Dissertation Writing Tips

  • Be clear on what is your dependent variable – both conceptually and empirically.
  • Outline your argument very early on in the dissertation – perhaps even in the first paragraph or two. It is helpful for the reader to know where you are going as this frames the rest of the text. You are not writing a detective story where the answer is only revealed at the very end!
  • The literature review is there for you to carve out your niche in the literature, not show that you have read every article mentioning X, Y, or Z. It should be thorough and critical in the sense of showing that previous work has failed to consider something important, or has measured something inappropriately, or has conflated conceptual issues, or whatever else is appropriate. Note, however, that the most salient short-comings to highlight are the ones that you address yourself in your own work. The dissertation is not a vehicle for you to show that we have taught you how to criticise scholarly work. Rather, it is for you to make a positive research contribution. The critiques are an exercise for you to show what value your work adds.
  • While an interesting argument is important, it can often be helpful to give a catchy example or puzzle at the start of the dissertation. Something that makes the reader think ‘Hmm, I wonder why that is’ and then want to go on and read more about your explanation. Depending on your topic, this can be more a less difficult to come up with, of course.
  • Take your own theory seriously. Think in detail about the concepts that you use and the way you argue that they interact with each other. Apply this careful thought to the empirical part of your work when considering how to measure things. Your argument may be only subtly different from those of others, but it could still have strong implications for what is an appropriate (proxy) measure for your theoretical concept.

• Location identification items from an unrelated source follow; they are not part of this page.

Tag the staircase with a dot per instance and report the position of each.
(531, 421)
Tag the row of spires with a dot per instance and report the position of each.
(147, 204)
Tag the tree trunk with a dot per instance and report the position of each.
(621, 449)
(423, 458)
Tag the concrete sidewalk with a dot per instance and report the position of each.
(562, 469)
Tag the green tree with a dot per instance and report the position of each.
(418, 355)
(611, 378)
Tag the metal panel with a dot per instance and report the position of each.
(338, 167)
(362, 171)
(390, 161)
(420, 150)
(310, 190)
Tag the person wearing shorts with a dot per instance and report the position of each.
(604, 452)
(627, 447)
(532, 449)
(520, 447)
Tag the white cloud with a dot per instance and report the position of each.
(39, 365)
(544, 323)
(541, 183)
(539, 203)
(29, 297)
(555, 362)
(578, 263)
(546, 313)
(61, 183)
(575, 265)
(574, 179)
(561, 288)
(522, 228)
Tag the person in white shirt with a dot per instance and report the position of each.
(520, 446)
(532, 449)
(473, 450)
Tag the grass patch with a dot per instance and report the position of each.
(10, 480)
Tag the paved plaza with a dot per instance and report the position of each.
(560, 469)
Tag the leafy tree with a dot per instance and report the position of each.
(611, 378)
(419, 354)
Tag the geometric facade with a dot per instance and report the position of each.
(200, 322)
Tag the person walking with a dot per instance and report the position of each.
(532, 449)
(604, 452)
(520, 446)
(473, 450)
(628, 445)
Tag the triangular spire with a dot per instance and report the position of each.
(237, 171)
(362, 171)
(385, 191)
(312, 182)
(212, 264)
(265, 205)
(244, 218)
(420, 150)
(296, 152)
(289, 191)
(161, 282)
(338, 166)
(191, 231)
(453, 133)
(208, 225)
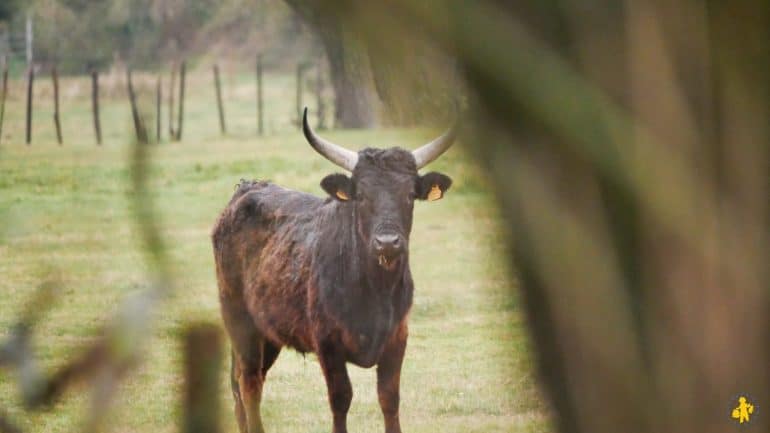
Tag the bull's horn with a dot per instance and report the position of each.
(429, 152)
(345, 158)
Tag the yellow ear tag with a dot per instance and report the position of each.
(435, 193)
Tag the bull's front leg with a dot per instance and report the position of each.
(337, 384)
(389, 378)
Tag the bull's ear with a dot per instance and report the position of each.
(432, 186)
(338, 186)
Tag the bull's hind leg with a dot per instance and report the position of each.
(247, 376)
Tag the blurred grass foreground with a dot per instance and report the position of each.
(612, 202)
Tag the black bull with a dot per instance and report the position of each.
(329, 276)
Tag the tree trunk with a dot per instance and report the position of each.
(349, 66)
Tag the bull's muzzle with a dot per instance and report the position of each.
(388, 247)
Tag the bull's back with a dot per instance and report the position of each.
(262, 248)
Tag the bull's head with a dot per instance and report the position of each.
(382, 189)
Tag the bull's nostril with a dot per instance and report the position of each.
(388, 243)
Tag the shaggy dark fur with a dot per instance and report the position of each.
(305, 272)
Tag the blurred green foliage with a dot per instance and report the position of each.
(78, 35)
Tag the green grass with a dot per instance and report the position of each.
(65, 209)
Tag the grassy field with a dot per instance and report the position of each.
(468, 367)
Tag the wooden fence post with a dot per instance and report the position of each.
(182, 70)
(95, 105)
(171, 132)
(260, 114)
(56, 118)
(141, 133)
(218, 88)
(202, 366)
(2, 101)
(319, 97)
(30, 84)
(158, 102)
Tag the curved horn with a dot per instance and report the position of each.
(429, 152)
(345, 158)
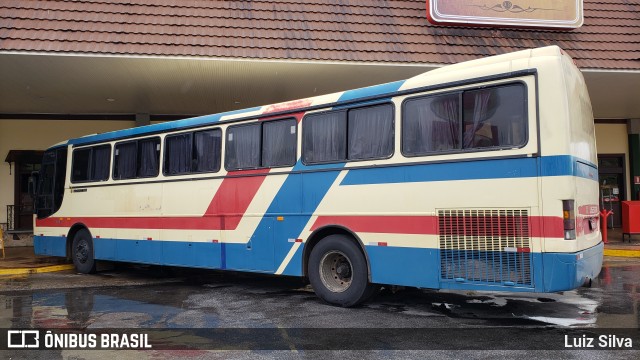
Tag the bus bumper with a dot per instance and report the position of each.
(567, 271)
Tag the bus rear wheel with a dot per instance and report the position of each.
(82, 252)
(338, 272)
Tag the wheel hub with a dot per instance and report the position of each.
(336, 271)
(82, 251)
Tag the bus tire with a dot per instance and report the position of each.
(338, 272)
(82, 252)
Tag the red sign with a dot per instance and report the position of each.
(516, 13)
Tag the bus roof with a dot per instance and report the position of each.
(349, 96)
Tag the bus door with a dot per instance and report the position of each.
(49, 190)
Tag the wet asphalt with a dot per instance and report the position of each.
(207, 314)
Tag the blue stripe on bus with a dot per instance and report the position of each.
(375, 90)
(50, 245)
(417, 267)
(269, 244)
(166, 126)
(312, 187)
(561, 165)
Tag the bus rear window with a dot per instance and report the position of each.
(493, 117)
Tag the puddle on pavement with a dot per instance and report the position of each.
(613, 301)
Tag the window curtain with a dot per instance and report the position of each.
(370, 132)
(325, 137)
(80, 165)
(207, 151)
(125, 166)
(279, 143)
(100, 161)
(474, 119)
(243, 147)
(178, 154)
(149, 156)
(431, 124)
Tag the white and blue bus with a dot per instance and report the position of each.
(479, 175)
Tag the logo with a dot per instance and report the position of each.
(21, 339)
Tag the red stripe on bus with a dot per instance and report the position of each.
(382, 224)
(234, 196)
(224, 212)
(289, 105)
(539, 226)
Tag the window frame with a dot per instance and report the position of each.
(260, 124)
(90, 169)
(460, 93)
(346, 131)
(192, 135)
(136, 141)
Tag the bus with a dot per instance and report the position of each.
(476, 176)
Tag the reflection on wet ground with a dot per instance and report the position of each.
(213, 300)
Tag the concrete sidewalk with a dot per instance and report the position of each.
(22, 260)
(616, 247)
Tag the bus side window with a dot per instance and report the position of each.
(177, 156)
(243, 147)
(80, 165)
(279, 139)
(148, 157)
(324, 137)
(125, 158)
(91, 164)
(431, 124)
(207, 150)
(100, 163)
(370, 132)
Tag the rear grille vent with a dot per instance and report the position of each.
(485, 246)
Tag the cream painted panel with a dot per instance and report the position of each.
(423, 198)
(188, 198)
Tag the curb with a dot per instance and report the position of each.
(44, 269)
(622, 253)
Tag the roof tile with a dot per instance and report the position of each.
(364, 31)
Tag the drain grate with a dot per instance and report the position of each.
(485, 246)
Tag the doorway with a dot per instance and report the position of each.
(20, 213)
(612, 177)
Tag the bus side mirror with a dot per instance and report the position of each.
(33, 184)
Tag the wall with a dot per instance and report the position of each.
(39, 135)
(613, 139)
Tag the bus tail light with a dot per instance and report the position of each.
(569, 219)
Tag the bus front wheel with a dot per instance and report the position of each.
(82, 252)
(338, 272)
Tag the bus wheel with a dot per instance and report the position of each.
(338, 272)
(82, 252)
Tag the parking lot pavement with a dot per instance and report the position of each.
(271, 316)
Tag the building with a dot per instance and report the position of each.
(71, 68)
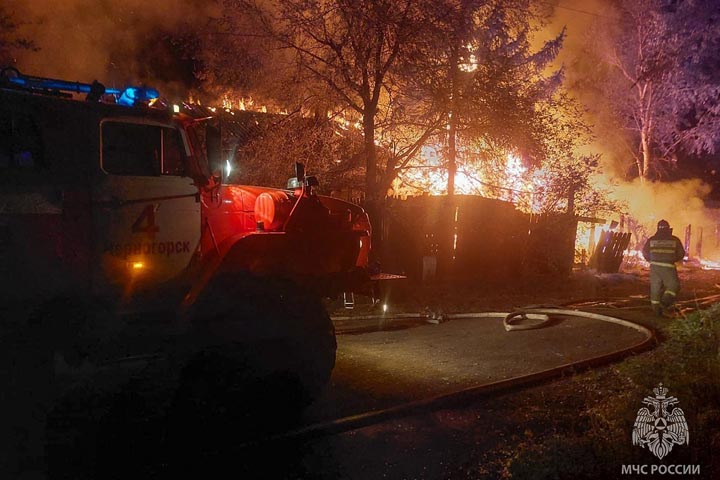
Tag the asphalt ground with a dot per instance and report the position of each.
(382, 369)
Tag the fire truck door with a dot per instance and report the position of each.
(146, 212)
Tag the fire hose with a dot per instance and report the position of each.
(476, 392)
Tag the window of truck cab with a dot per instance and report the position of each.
(141, 148)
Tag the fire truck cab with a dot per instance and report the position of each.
(122, 243)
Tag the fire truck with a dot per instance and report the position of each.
(124, 248)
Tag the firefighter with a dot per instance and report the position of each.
(662, 250)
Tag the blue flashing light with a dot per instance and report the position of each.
(131, 95)
(128, 97)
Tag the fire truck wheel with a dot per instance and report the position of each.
(272, 352)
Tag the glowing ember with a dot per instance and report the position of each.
(709, 264)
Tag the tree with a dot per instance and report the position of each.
(10, 41)
(348, 46)
(662, 78)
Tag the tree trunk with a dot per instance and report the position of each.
(645, 146)
(452, 154)
(371, 183)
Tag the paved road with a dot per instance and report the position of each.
(380, 369)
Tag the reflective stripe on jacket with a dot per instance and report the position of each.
(663, 250)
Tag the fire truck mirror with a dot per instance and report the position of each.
(300, 172)
(214, 148)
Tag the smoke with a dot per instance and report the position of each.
(102, 40)
(681, 203)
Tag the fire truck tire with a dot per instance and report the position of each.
(271, 352)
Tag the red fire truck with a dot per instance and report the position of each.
(122, 246)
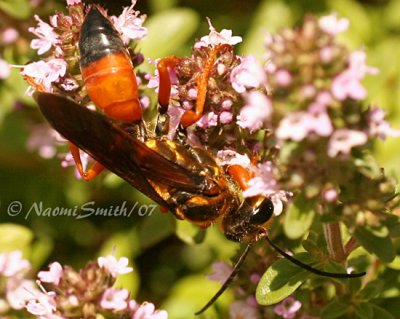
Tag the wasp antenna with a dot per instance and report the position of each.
(228, 281)
(311, 269)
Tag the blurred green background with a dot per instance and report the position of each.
(170, 266)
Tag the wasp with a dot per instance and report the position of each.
(182, 178)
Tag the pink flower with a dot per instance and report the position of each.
(115, 299)
(10, 35)
(242, 310)
(330, 195)
(11, 263)
(248, 74)
(129, 24)
(225, 117)
(47, 36)
(287, 308)
(256, 112)
(221, 271)
(347, 84)
(73, 2)
(208, 120)
(43, 304)
(113, 266)
(53, 275)
(45, 73)
(215, 38)
(5, 69)
(293, 127)
(147, 311)
(332, 25)
(283, 78)
(298, 125)
(343, 140)
(229, 157)
(20, 292)
(377, 126)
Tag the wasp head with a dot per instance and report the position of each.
(250, 221)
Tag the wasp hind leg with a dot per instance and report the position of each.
(92, 172)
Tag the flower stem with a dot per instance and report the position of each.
(333, 237)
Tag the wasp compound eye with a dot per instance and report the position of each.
(262, 212)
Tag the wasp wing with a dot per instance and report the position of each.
(114, 148)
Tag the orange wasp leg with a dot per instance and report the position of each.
(189, 117)
(92, 172)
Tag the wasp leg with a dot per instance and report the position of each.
(164, 90)
(92, 172)
(190, 117)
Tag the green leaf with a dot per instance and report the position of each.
(372, 290)
(380, 246)
(381, 313)
(299, 217)
(395, 264)
(360, 28)
(191, 293)
(14, 237)
(167, 31)
(336, 308)
(19, 9)
(364, 311)
(279, 281)
(270, 16)
(189, 233)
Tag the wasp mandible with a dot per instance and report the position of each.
(185, 179)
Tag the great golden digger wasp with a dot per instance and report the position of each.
(178, 176)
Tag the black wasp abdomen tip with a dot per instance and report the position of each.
(98, 38)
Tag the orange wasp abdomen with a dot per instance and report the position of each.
(107, 69)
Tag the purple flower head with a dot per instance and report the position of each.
(5, 69)
(229, 157)
(73, 2)
(330, 195)
(347, 84)
(343, 140)
(209, 119)
(147, 311)
(216, 38)
(10, 35)
(115, 299)
(47, 36)
(44, 73)
(53, 275)
(333, 25)
(113, 266)
(129, 24)
(43, 304)
(287, 308)
(256, 112)
(283, 78)
(20, 291)
(298, 125)
(12, 263)
(248, 74)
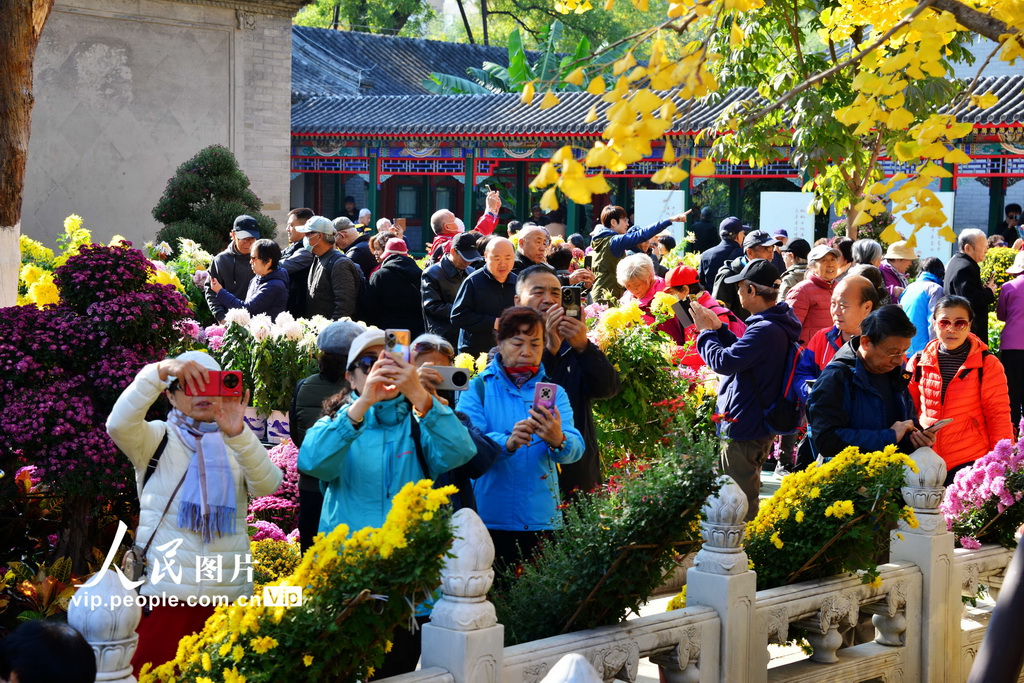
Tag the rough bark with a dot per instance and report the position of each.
(20, 26)
(971, 18)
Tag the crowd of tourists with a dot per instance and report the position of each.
(841, 316)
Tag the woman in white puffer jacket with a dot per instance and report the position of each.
(214, 463)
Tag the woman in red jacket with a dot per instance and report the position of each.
(956, 377)
(811, 299)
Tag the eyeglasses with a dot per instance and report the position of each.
(364, 363)
(426, 347)
(957, 326)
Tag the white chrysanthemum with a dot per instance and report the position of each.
(239, 316)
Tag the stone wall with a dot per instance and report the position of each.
(128, 89)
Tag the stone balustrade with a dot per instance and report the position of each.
(906, 629)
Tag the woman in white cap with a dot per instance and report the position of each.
(307, 407)
(811, 299)
(898, 259)
(387, 431)
(196, 472)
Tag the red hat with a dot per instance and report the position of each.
(681, 275)
(395, 246)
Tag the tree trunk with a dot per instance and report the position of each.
(20, 25)
(465, 22)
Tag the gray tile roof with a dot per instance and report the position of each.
(472, 115)
(346, 62)
(484, 116)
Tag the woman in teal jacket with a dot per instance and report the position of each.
(365, 452)
(518, 498)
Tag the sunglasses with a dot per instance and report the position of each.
(957, 326)
(364, 363)
(426, 347)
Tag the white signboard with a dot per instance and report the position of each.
(651, 206)
(929, 242)
(787, 211)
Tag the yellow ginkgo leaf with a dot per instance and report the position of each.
(890, 235)
(550, 99)
(549, 201)
(527, 93)
(705, 167)
(670, 153)
(985, 100)
(576, 78)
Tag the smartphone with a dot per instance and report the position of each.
(683, 314)
(571, 302)
(453, 379)
(939, 425)
(397, 342)
(544, 394)
(222, 383)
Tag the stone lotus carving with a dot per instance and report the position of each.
(467, 578)
(722, 551)
(111, 631)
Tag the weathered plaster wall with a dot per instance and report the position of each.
(128, 89)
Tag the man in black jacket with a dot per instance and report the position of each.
(355, 246)
(335, 283)
(393, 293)
(731, 231)
(231, 267)
(440, 284)
(296, 260)
(483, 297)
(964, 279)
(577, 365)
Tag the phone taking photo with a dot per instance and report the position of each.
(544, 394)
(398, 342)
(572, 302)
(683, 313)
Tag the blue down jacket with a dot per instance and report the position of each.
(520, 491)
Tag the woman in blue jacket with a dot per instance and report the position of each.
(267, 291)
(518, 498)
(366, 451)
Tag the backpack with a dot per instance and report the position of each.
(787, 412)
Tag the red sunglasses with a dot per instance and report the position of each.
(957, 326)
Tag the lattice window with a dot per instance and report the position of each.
(330, 165)
(422, 166)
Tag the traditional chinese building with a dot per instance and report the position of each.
(379, 138)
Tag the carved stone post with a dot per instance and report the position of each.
(99, 613)
(931, 548)
(721, 580)
(464, 635)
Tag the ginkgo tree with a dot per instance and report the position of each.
(843, 83)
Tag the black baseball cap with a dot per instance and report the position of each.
(798, 248)
(730, 226)
(759, 239)
(465, 245)
(758, 271)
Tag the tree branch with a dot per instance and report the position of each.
(838, 68)
(979, 23)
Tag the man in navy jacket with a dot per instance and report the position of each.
(731, 231)
(861, 397)
(483, 296)
(753, 366)
(577, 365)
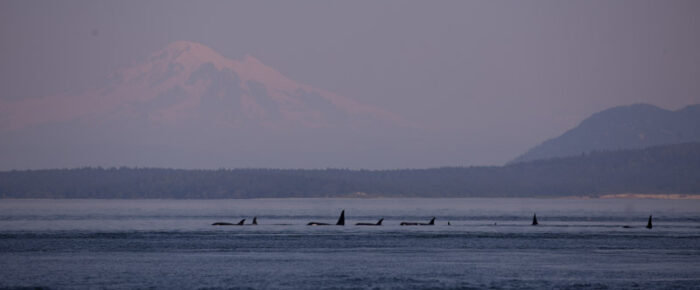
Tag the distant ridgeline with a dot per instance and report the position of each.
(626, 127)
(664, 169)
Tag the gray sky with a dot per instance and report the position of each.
(494, 78)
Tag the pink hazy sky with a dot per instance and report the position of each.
(491, 78)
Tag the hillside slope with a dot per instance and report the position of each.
(626, 127)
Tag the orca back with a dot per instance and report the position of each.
(534, 220)
(341, 219)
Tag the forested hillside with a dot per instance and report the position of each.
(663, 169)
(626, 127)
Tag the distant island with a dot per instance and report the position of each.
(667, 170)
(624, 127)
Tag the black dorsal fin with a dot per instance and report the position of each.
(341, 219)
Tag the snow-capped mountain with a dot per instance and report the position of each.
(188, 106)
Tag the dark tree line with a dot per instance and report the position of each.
(663, 169)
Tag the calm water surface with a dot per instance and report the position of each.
(164, 244)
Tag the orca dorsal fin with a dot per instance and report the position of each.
(534, 220)
(341, 219)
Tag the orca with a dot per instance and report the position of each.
(379, 223)
(341, 221)
(431, 223)
(228, 224)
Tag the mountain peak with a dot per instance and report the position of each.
(188, 53)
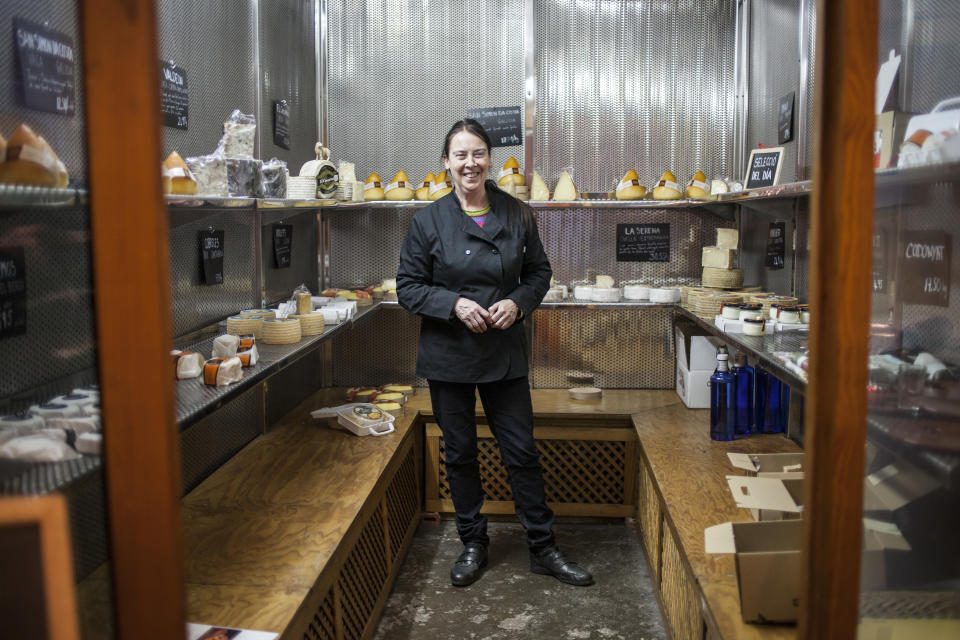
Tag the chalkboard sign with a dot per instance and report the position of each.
(211, 256)
(13, 292)
(503, 124)
(281, 124)
(282, 244)
(763, 169)
(643, 242)
(46, 60)
(785, 119)
(174, 96)
(776, 245)
(925, 275)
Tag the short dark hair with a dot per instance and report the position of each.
(467, 124)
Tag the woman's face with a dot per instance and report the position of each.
(468, 162)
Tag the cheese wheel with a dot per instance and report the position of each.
(566, 190)
(372, 188)
(399, 188)
(181, 179)
(538, 188)
(667, 188)
(30, 161)
(630, 187)
(423, 191)
(441, 187)
(698, 187)
(510, 174)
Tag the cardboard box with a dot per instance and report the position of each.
(693, 387)
(763, 464)
(696, 348)
(767, 556)
(888, 135)
(768, 498)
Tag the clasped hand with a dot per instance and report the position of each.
(501, 315)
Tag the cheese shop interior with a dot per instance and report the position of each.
(632, 128)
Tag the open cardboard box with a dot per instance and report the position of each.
(767, 556)
(764, 464)
(768, 498)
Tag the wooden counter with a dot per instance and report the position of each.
(687, 473)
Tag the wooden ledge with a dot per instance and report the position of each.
(689, 472)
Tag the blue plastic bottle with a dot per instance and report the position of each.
(743, 380)
(768, 402)
(723, 400)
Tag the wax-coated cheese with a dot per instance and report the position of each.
(718, 258)
(538, 190)
(728, 238)
(565, 190)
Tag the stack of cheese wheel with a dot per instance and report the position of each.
(709, 305)
(311, 324)
(280, 331)
(722, 278)
(242, 324)
(768, 299)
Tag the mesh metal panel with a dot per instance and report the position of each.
(196, 305)
(365, 244)
(633, 85)
(278, 284)
(625, 348)
(934, 57)
(207, 444)
(402, 71)
(60, 340)
(66, 134)
(203, 38)
(380, 350)
(580, 239)
(288, 70)
(774, 72)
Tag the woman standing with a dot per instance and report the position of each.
(472, 267)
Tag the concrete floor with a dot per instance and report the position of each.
(511, 602)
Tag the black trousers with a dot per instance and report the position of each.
(510, 417)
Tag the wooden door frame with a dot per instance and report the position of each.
(129, 225)
(841, 250)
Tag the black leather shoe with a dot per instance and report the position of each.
(466, 570)
(550, 562)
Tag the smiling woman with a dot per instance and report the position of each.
(473, 267)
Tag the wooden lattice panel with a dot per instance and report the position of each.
(575, 471)
(363, 576)
(679, 595)
(403, 502)
(651, 521)
(323, 626)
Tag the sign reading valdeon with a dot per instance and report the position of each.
(45, 61)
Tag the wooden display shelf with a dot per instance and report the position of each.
(682, 491)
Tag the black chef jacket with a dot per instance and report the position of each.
(445, 255)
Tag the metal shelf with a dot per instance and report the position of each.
(763, 348)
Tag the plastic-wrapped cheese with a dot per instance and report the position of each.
(187, 364)
(565, 190)
(667, 188)
(219, 372)
(510, 174)
(538, 190)
(718, 258)
(423, 191)
(373, 189)
(399, 188)
(728, 238)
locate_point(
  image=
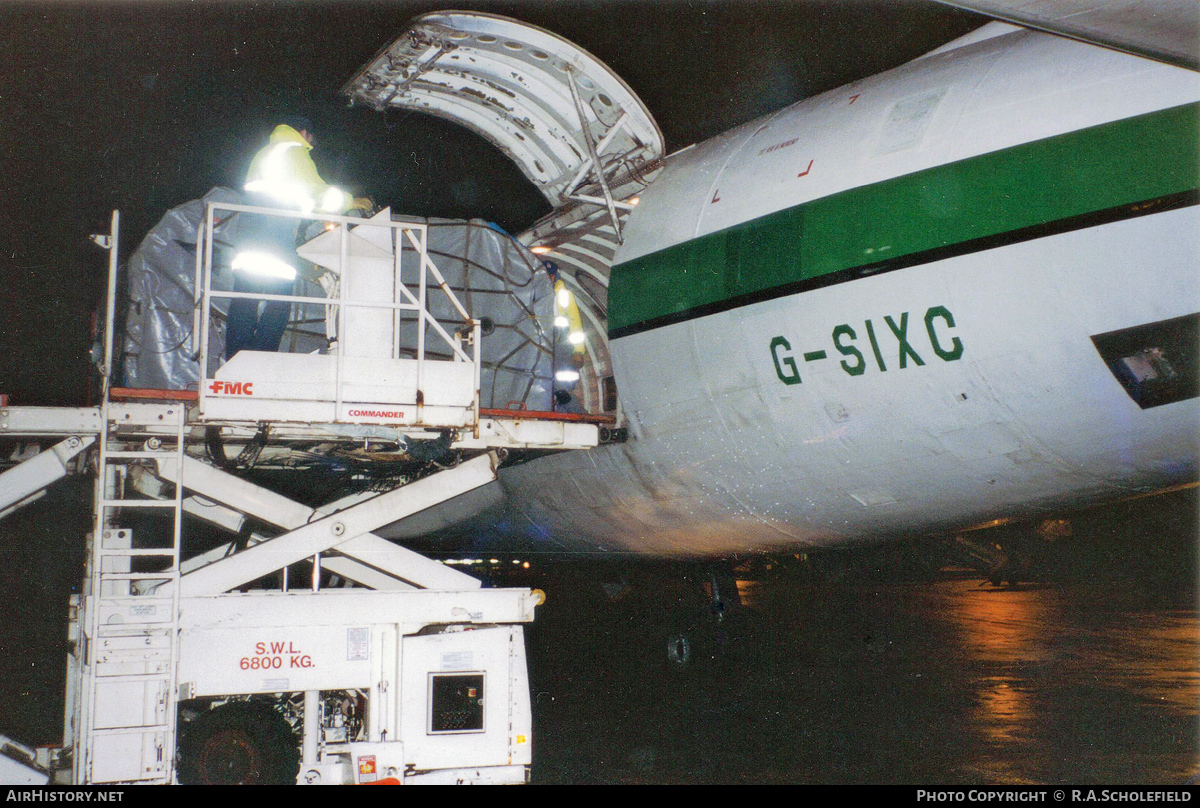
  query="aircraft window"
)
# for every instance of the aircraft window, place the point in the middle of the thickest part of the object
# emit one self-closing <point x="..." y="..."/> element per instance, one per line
<point x="1157" y="364"/>
<point x="456" y="702"/>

  • Graphics are good. It is very often much more reader-friendly to depict your data and/or results, rather than solely present them in tables. While the latter can provide clearer detail, the former are nearly always better at revealing relationships between variables.
  • 10,000 words is the limit. Do not break it!
  • 10,000 words is the limit, not a target. If you feel you have covered all of the material and analysis that you need to in order to make your case, do not feel obliged to add redundant text in order to get to the limit.
  • 10,000 words is really plenty of words. If you feel the need to go over this limit, it is almost certainly because you have not edited your paper sufficiently. Text that is repetitive, otherwise redundant, or not clearly related to the argument(s) you are advancing in the paper will likely lose you marks. Be sure to edit your work, perhaps several times, before you submit it.
  • There are different ways to structure your writing, and your choice is likely to partly depend on the specifics of what you are writing about and the method(s) that you use. Something like the following may be a helpful point of reference, but it is certainly not the ‘required’ structure for you to use. Adding, omitting, and changing the order of sections may make a lot of sense for you, and is entirely at your own discretion.
    1. Introduction – what you’re doing and why; outline your dependent variable; brief argument; puzzle/example.
    2. Literature – see above.
    3. Theory/Argument – having shown the gap in the existing literature, fill it; including hypotheses if you are adopting a deductive theoretical approach.
    4. Empirical Evidence – in a theoretically justified way, some combination of: case/sample selection; measurement of dependent and independent variables (whether qualitative or quantitative); hypothesis testing (if appropriate); findings/inferences.
    5. Discussion – discussion of the results; the extent to and ways in which they (don’t) support the hypotheses or the extent to which they yield new theoretical propositions; possible short-comings; perhaps illustrative case examples.
    6. Conclusion – sum up what we’ve learned from the dissertation; suggest future avenues for research that arise as a result of the findings and/or argument.